You might make friends with the employees or owners at your local nursery or home improvement store; they have a wealth of information. Also, you can bring along a photo of your plant if you have any questions or concerns.
- Have a Watering Schedule
So, how do you figure out how frequently you should water your houseplants? To begin, familiarize yourself with the soil in which your plants are housed. Every week, stick your finger into the pot's soil and feel how dry it is. If you come across dry soil, it's a sign that it's time to water it. If it's moist, wait until next week to water, and if it's wet, your potted friend should be fine for a while. You can use a farmhouse sink to water your plants. They are so deep, you can place the whole pot in the sink to let them drain.

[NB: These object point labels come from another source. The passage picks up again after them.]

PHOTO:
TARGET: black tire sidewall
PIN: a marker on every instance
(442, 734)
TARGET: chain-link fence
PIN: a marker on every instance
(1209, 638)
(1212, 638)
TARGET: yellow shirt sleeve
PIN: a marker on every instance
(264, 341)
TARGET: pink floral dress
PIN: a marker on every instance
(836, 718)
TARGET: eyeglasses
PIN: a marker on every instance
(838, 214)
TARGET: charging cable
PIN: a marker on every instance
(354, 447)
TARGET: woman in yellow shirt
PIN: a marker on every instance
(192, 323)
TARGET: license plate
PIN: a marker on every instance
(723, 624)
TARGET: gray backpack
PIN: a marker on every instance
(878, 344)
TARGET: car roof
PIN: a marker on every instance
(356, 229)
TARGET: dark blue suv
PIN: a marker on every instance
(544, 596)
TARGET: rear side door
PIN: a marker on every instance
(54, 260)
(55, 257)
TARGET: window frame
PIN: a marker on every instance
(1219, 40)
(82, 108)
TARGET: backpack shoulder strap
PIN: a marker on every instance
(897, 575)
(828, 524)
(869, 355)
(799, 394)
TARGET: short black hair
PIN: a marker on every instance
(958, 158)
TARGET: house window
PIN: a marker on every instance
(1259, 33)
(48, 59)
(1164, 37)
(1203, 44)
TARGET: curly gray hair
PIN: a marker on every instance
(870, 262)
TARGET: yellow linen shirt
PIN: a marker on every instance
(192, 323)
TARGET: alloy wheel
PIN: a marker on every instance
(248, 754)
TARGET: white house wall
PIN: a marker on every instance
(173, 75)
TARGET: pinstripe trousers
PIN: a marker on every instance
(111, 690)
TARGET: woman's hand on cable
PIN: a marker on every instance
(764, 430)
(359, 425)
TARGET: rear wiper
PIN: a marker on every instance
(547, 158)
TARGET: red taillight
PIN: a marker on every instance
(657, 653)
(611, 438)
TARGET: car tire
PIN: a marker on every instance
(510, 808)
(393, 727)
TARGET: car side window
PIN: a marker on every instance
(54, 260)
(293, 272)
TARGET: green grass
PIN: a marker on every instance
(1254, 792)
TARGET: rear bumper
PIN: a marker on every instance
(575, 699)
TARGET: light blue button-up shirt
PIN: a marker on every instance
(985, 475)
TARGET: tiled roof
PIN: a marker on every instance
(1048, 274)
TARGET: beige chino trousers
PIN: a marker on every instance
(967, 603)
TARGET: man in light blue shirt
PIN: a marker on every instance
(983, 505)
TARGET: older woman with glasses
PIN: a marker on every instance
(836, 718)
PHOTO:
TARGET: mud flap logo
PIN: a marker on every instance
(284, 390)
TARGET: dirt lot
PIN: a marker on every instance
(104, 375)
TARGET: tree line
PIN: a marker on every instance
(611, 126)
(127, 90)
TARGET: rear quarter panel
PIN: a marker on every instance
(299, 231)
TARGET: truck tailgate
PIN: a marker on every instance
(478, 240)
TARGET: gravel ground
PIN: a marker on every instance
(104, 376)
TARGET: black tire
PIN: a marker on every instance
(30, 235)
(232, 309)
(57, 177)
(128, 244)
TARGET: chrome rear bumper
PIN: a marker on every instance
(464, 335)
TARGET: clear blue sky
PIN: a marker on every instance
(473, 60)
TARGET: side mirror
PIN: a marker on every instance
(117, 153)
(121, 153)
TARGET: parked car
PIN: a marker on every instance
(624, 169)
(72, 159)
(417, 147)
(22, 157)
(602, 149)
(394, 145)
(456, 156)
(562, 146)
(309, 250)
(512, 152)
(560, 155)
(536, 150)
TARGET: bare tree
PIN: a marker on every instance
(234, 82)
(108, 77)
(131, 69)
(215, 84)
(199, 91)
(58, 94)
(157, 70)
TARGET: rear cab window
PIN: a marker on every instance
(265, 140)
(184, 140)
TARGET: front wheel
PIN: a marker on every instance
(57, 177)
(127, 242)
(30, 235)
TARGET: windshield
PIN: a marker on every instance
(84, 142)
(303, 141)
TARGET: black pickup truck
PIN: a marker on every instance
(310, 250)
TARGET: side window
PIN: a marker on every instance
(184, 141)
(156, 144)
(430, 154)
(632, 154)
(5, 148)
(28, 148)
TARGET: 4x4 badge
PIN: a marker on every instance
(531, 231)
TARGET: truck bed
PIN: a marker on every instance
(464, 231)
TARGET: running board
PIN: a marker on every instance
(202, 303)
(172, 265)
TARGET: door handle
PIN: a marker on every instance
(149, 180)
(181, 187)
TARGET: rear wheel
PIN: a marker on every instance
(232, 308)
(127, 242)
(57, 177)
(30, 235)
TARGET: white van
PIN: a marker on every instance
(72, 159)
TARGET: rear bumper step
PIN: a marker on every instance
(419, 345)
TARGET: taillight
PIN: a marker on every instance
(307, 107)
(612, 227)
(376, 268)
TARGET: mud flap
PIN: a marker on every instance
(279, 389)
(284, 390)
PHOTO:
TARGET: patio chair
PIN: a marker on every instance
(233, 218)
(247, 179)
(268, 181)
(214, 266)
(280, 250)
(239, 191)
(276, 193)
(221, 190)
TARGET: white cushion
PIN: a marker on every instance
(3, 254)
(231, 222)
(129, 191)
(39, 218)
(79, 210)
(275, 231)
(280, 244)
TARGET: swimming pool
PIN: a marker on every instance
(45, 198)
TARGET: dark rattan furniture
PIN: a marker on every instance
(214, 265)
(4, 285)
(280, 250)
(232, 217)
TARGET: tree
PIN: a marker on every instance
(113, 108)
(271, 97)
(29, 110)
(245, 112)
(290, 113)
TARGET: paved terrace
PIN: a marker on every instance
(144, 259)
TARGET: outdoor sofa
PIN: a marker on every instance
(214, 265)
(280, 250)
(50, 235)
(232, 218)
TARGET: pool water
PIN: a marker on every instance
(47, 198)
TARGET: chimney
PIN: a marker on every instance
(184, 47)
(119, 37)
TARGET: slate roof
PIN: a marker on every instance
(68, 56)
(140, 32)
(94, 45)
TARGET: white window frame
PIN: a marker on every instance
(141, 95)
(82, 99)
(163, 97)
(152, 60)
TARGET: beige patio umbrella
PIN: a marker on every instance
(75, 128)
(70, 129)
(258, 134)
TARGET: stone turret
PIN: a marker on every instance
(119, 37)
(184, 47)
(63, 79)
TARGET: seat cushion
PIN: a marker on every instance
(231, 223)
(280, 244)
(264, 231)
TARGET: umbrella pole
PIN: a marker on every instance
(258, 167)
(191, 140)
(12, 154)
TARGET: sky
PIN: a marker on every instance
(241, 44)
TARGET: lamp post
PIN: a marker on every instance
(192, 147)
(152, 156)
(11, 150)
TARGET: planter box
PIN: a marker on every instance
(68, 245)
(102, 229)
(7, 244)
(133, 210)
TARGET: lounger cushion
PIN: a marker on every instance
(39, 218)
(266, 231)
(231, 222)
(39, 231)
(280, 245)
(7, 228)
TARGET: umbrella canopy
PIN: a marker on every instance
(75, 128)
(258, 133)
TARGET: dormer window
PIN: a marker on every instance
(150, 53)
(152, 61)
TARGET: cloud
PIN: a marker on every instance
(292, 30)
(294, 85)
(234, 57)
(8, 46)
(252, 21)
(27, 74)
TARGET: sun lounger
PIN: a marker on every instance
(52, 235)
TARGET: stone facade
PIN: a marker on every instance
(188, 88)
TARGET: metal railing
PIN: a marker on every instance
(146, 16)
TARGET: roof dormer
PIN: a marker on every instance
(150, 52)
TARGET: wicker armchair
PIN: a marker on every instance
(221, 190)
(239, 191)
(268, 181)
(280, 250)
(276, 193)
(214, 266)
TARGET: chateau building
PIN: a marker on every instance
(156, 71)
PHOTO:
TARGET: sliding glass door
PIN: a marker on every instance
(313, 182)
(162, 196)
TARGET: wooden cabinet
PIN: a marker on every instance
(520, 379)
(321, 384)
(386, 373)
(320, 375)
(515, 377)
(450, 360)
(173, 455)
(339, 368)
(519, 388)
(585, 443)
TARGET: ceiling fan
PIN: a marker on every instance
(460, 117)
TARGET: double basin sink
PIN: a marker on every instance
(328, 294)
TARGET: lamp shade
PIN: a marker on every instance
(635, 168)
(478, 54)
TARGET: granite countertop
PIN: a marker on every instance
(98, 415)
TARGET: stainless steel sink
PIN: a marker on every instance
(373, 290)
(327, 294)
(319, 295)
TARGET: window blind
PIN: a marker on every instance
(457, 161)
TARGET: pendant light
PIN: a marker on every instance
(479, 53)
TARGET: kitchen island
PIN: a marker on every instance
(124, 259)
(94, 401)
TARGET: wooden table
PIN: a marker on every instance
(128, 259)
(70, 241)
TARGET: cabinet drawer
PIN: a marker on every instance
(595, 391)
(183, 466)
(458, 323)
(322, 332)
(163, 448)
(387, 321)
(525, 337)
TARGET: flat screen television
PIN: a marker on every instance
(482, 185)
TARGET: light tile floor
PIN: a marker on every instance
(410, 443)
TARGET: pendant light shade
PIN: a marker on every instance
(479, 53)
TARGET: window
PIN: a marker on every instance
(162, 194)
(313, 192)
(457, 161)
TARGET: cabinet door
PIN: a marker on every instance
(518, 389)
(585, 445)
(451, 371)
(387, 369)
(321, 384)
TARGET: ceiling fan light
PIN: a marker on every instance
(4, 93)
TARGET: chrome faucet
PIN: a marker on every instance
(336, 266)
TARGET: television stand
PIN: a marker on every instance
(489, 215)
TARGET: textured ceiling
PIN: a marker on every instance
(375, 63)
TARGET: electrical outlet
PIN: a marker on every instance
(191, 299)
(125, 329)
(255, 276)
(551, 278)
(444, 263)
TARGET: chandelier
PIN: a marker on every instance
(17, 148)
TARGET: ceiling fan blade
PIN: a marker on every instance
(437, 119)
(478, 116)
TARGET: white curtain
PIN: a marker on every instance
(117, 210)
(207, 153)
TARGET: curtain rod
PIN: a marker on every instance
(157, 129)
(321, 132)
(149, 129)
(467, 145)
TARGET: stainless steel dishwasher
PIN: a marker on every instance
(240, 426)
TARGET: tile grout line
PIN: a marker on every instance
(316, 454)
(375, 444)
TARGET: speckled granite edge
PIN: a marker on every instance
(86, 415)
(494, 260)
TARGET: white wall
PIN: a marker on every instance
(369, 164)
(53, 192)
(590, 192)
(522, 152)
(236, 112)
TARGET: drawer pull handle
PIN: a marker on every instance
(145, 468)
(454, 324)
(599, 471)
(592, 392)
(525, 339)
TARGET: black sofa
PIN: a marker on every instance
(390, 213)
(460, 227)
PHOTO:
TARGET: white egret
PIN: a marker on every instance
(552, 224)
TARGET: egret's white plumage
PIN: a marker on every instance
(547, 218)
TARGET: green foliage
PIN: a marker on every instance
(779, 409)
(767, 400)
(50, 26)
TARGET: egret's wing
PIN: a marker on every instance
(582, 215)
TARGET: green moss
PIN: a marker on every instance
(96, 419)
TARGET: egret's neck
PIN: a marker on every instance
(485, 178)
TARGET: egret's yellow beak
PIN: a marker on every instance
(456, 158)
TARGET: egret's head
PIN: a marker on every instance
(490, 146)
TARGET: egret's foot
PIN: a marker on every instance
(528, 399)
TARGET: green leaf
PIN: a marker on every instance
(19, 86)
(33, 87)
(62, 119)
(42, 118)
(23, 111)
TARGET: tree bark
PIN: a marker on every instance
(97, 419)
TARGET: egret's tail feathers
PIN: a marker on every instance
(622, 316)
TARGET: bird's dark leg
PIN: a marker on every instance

Here is a list of some of the most popular houseplants and how frequently they need to be watered to make things a little easier.
- Monstera: approximately, every 5-10 days
- Rubber plant: approximately, every 5-10 days
- Fiddle leaf fig: approximately, every 5-10 days
- Succulents: approximately, once every 10-15 days
- Peace lily: Regularly, every 5-10 days
- Snake plant: Infrequently, once every 10-15 days
- Be Patient
It takes some time to adjust to and become acclimated to a new environment, much like when you move homes--the same is true of plants. As it adjusts to its new home, your plant can experience a period of stress. For the first week or so, have patience with it and pay special attention to how it adjusts to its new home. Additionally, you might get a book on house plants to keep on hand as a reference manual as you gradually begin to extend your plant family into a flourishing indoor jungle.